循环里的两个语句存在数据相关。因此有 N 个数据相关，需要进行 2N 次功能切换。
Vertical processing method

先计算加法，B+C 得到一个向量 K，再计算乘法，A*K 得到 D。

\[ \begin{aligned} K & \leftarrow B + C\\ D& \leftarrow A\times K \end{aligned} \]

这里只有 1 个数据相关，2 次功能切换。
Horizontal and vertical processing method

如果 N 太大了，我们不能用一个向量来直接装下所有数据，就需要多次运算。假设 $N=S\times n +r$，即我们把 N 个数据分成了 S 组，每组有 n 个数据，最后一组有 r 个数据。组内做纵向运算，组间做横向运算。

Requirements for processor structure: memory-memory structure.
源向量和目的向量都在内存中，中间结果也需要写回内存。

1.2 Vector Processor Example - Cray-1¶

1.2.1 基本架构¶

有 8 个向量寄存器，每组向量寄存器有 64 位。有 12 条单功能流水线，可以并行工作。

Each vector register Vi has a separate bus connected to 6 vector functional units.

不同的功能需要的拍数不同。

向量的指令也是可能存在相关性：

Vi conflict: The source vector or result vector of each vector instruction working in parallel uses the same Vi.

当向量寄存器有依赖的时候，后续指令要在前面指令的结果出来之后再执行。这里并不是等前面的向量的每一个元素都计算完，而是等前面的向量的第一个元素计算完就开始计算第一个元素的后续指令，等第二个元素计算完就开始计算第二个元素的后续指令，以此类推。
- Writing and reading data related
  
  \[ \begin{aligned} V0 & \leftarrow V1+V2\\ V3& \leftarrow V0\times V4 \end{aligned} \]
- Reading data related
  
  \[ \begin{aligned} V0 & \leftarrow V1+V2\\ V3& \leftarrow V4\times V1 \end{aligned} \]
Functional conflict: Each vector instruction working in parallel must use the same functional unit.

\[ \begin{aligned} V3 & \leftarrow V1\times V2\\ V5& \leftarrow V4\times V6 \end{aligned} \]

如果我们只有一个乘法部件，就会有结构冲突。我们只能等前一条指令全部完成（最后一个元素做完才可以），才能开始下一条指令。

1.2.2 Instruction Types of CRAY-1¶

向量和向量
向量和标量
向量读取
向量存储

向量加法需要 6 拍；乘法需要 7 拍；读写需要 6 拍。

1.2.3 Improve the Performance of Vector Processor¶

Set up multiple functional units and make them work in parallel. - 增加功能部件采取并行机制
Use link technology to speed up the execution of a string of vector instructions. - 链接技术
链接条件：后面的刚好要用到前面的且没有功能部件冲突，且两个操作数在同一拍准备好
Adopt recycling mining technology to speed up recycling processing.
Using a multi-processor system to further improve the performance.

这里 1、3、4 都依赖于增加部件，我们将关注于第 2 种方法。

Link feature: It has two related instructions that are written first and then read.
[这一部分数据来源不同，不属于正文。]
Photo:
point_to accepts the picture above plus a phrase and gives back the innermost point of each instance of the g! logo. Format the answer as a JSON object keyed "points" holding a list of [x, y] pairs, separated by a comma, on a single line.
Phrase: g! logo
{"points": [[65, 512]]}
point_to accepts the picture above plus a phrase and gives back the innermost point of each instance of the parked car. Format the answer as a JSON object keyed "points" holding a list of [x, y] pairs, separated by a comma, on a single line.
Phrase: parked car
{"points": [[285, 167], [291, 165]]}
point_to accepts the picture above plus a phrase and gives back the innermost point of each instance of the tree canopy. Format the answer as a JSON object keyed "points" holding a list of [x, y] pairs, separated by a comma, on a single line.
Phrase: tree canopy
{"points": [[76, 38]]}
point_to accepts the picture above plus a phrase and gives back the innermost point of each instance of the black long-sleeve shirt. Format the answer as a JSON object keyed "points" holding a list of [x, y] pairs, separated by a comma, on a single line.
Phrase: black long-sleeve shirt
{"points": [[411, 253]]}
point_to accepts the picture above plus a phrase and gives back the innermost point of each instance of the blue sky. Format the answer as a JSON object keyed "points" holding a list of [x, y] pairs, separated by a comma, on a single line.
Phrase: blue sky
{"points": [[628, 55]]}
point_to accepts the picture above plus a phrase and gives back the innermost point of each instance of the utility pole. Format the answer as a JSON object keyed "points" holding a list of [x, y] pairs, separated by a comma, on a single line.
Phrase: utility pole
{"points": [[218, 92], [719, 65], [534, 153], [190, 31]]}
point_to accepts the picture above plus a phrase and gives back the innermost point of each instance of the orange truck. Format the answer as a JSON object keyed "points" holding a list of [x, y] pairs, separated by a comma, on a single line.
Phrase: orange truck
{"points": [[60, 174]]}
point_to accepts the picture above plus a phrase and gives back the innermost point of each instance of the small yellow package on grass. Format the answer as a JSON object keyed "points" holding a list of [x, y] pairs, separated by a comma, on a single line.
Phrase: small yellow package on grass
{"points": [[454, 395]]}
In the case of no conflicts between functional components and source vector conflicts, functional components can be linked for pipeline processing to achieve the purpose of speeding up execution.
如果我们有两条指令，第一条指令的结果是第二条指令的输入，那么我们就可以把这两条指令链接起来，这样就可以减少一次读写的时间。

Use link technology to perform vector operations on CRAY-1

D = A $\times$ (B + C)；A, B, C, D ── vector of length N，假设 $N\leq 64$，均为浮点数，B 和 C 已经被存在 V0 和 V1 中。

V3 <- memory    // access vector A
V2 <- V0 ＋ V1  // Vector B and Vector C perform floating point addition
V4 <- V2 * V3   // Floating point multiplication, the result is stored in V4

这里前两条指令没有冲突，可以并行完成。第三条指令需要等前两条指令完成，存在 RAW，不能并行但可以链接。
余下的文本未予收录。